Merkez Bankası enflasyon tahminini açıkladı
Türkiye Cumhuriyet Merkez Bankası (TCMB) Başkanı Fatih Karahan, yılın 3. enflasyon raporunu açıkladı. 2Merkez Bankası enflasyon tahminlerinde değişikliğe gitmedi. 2024 yıl sonu tahmini yüzde 38, 2025 yılı yüzde 14, 2026 yılı ise yüzde 9 seviyesinde korundu.
Türkiye Cumhuriyet Merkez Bankası (TCMB) Başkanı Fatih Karahan, enflasyon raporunu açıkladı. Karahan açıklamasında, "Dezenflasyon süreci başladı." dedi ve enflasyon tahminini açıkladı.
TCMB Başkanı Karahan "2024, 2025, 2026 yılları enflasyon tahminlerinde değişikliğe gitmedik, 2024 için yüzde 38, 2025 için yüzde 14 ve 2026 için yüzde 9 olarak öngörüyoruz." ifadelerini kullandı.
Karahan "Para politikasındaki kararlı duruş, yurt içi talepte dengelenme, TL'de değerlenme, enflasyon beklentilerinde düzelme, enflasyonun ana eğilimini düşürmeye devam edecek." dedi.

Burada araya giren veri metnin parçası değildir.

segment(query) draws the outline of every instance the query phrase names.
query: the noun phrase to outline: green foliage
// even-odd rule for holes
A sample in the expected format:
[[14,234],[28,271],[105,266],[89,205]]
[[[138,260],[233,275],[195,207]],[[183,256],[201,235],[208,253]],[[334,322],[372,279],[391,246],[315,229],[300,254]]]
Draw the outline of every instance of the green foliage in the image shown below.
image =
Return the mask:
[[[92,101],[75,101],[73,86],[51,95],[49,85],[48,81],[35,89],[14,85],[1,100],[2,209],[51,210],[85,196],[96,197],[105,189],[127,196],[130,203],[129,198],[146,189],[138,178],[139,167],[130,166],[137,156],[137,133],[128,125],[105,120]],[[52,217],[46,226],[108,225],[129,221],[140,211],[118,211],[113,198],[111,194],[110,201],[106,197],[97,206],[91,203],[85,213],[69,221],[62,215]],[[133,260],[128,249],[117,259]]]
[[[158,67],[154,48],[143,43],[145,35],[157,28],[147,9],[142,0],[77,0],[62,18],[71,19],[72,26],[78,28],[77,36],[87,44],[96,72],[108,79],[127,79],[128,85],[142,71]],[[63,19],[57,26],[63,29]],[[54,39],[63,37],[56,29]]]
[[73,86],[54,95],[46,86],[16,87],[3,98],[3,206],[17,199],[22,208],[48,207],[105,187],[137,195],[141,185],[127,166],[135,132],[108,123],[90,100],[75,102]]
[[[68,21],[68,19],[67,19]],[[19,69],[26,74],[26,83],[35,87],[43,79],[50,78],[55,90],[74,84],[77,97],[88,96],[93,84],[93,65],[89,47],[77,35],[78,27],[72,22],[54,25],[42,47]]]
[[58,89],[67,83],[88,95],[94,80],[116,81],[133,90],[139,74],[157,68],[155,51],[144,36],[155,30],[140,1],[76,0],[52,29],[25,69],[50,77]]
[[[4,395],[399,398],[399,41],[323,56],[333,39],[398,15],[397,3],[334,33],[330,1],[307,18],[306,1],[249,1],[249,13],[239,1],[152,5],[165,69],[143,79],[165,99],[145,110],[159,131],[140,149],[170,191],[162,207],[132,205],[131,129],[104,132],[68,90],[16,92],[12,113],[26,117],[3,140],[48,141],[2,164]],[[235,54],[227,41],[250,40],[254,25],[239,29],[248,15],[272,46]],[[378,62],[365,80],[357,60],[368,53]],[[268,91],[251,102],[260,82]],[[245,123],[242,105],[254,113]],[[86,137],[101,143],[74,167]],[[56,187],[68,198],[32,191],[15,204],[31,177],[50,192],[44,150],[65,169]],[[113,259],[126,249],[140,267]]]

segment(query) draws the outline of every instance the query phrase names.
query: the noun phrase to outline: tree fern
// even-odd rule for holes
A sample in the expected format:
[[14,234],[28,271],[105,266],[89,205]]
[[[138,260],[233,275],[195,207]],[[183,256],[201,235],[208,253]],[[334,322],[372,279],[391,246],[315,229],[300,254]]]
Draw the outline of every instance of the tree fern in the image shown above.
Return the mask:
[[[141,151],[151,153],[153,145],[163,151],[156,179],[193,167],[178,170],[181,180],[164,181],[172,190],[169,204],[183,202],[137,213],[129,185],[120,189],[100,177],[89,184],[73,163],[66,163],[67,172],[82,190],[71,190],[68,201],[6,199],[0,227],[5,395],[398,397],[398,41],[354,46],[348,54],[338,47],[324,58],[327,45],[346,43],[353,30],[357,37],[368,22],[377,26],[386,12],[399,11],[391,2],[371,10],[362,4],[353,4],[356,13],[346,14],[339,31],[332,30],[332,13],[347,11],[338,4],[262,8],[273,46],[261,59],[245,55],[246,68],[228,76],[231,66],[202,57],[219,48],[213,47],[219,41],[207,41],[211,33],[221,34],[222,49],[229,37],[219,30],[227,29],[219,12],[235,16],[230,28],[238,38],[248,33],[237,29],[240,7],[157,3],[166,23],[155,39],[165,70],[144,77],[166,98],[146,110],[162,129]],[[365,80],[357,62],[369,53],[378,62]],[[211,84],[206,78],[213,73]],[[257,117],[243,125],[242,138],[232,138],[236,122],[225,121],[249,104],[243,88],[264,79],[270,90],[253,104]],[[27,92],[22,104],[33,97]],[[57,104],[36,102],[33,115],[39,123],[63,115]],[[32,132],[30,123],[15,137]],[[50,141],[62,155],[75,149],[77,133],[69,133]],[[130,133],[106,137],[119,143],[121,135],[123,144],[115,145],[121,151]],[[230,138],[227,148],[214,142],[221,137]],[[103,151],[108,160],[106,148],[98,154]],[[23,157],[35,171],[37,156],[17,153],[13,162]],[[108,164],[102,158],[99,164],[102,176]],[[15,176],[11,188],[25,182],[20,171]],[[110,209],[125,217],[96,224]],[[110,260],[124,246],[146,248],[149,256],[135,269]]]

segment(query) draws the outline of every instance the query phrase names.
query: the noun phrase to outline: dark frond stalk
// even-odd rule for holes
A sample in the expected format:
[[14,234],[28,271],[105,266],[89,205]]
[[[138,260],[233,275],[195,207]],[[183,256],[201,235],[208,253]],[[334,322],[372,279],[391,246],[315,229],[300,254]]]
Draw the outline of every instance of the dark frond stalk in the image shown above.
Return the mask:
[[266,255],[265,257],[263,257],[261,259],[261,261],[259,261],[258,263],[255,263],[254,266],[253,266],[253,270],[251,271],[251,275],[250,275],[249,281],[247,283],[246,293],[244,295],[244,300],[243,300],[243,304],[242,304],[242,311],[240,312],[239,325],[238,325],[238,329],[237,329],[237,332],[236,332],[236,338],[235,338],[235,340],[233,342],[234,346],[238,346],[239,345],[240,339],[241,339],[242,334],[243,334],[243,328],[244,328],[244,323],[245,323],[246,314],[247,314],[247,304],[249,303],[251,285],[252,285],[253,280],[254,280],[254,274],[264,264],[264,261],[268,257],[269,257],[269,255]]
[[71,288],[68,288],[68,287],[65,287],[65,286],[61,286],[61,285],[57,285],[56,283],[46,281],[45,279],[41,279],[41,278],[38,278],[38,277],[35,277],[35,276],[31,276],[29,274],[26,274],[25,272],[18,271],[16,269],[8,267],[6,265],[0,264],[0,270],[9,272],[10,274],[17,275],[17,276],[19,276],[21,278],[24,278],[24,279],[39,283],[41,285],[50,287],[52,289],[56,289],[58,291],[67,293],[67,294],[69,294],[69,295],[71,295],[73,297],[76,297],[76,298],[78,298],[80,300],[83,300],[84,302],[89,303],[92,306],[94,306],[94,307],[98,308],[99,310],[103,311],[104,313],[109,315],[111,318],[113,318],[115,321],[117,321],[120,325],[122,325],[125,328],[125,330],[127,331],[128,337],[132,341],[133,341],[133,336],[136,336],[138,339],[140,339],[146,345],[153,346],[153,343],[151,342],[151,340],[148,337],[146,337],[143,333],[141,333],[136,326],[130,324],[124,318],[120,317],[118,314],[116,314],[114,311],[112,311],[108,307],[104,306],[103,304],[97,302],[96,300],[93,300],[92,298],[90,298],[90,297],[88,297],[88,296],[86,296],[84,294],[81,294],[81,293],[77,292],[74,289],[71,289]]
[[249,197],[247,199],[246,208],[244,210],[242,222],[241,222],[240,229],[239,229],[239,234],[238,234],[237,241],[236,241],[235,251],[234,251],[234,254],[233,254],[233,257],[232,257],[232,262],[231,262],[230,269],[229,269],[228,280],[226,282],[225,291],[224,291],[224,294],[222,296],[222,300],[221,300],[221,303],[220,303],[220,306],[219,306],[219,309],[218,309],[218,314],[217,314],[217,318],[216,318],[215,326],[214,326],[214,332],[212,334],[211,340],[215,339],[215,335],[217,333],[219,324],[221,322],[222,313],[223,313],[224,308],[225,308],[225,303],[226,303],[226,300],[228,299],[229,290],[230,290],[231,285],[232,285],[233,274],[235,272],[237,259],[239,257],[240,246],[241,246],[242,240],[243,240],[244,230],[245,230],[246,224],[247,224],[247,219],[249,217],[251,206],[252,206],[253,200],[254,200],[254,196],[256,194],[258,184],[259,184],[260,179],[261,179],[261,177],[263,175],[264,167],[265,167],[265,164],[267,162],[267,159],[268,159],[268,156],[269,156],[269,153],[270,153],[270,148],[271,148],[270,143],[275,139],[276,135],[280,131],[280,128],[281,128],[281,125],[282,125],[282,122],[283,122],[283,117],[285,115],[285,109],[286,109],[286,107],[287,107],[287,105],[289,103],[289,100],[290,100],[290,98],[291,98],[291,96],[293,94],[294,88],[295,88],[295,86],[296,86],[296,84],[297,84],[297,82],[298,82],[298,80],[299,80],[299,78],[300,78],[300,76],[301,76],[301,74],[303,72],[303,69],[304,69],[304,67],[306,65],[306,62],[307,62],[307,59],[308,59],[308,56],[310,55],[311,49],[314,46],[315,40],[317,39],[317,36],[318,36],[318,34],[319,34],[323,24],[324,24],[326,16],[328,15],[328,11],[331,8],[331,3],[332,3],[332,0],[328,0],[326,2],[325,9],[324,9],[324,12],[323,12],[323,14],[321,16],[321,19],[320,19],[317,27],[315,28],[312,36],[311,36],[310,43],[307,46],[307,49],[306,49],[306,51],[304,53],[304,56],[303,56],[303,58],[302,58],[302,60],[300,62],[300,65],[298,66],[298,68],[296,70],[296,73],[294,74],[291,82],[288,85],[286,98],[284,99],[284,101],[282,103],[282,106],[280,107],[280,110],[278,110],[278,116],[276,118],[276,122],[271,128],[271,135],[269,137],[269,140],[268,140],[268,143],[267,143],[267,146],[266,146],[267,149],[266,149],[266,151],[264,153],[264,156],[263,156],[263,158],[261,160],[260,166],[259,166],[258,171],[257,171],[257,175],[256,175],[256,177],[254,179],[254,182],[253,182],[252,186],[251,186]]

Türkiye Cumhuriyet Merkez Bankası (TCMB) Başkanı Fatih Karahan'ın açıklamalarından satır başları;
Dezenflasyon süreci öngördüğümüz şekilde başladı. Makro göstergeler bu süreçle uyumlu ilerliyor. Sıkı para politikası duruşu sonucunda kredi büyümesinde yavaşlama belirginleşti. Yurt içi talep ikinci çeyrekten bu yana azalmakta. Talepteki dengelenme güçlenerek devam edecek. Cari işlemler açığında düşüş sürüyor. Para politikasında kararlı duruşu sürdürerek dezenflasyonu sağlayacak şekilde hareket edeceğiz.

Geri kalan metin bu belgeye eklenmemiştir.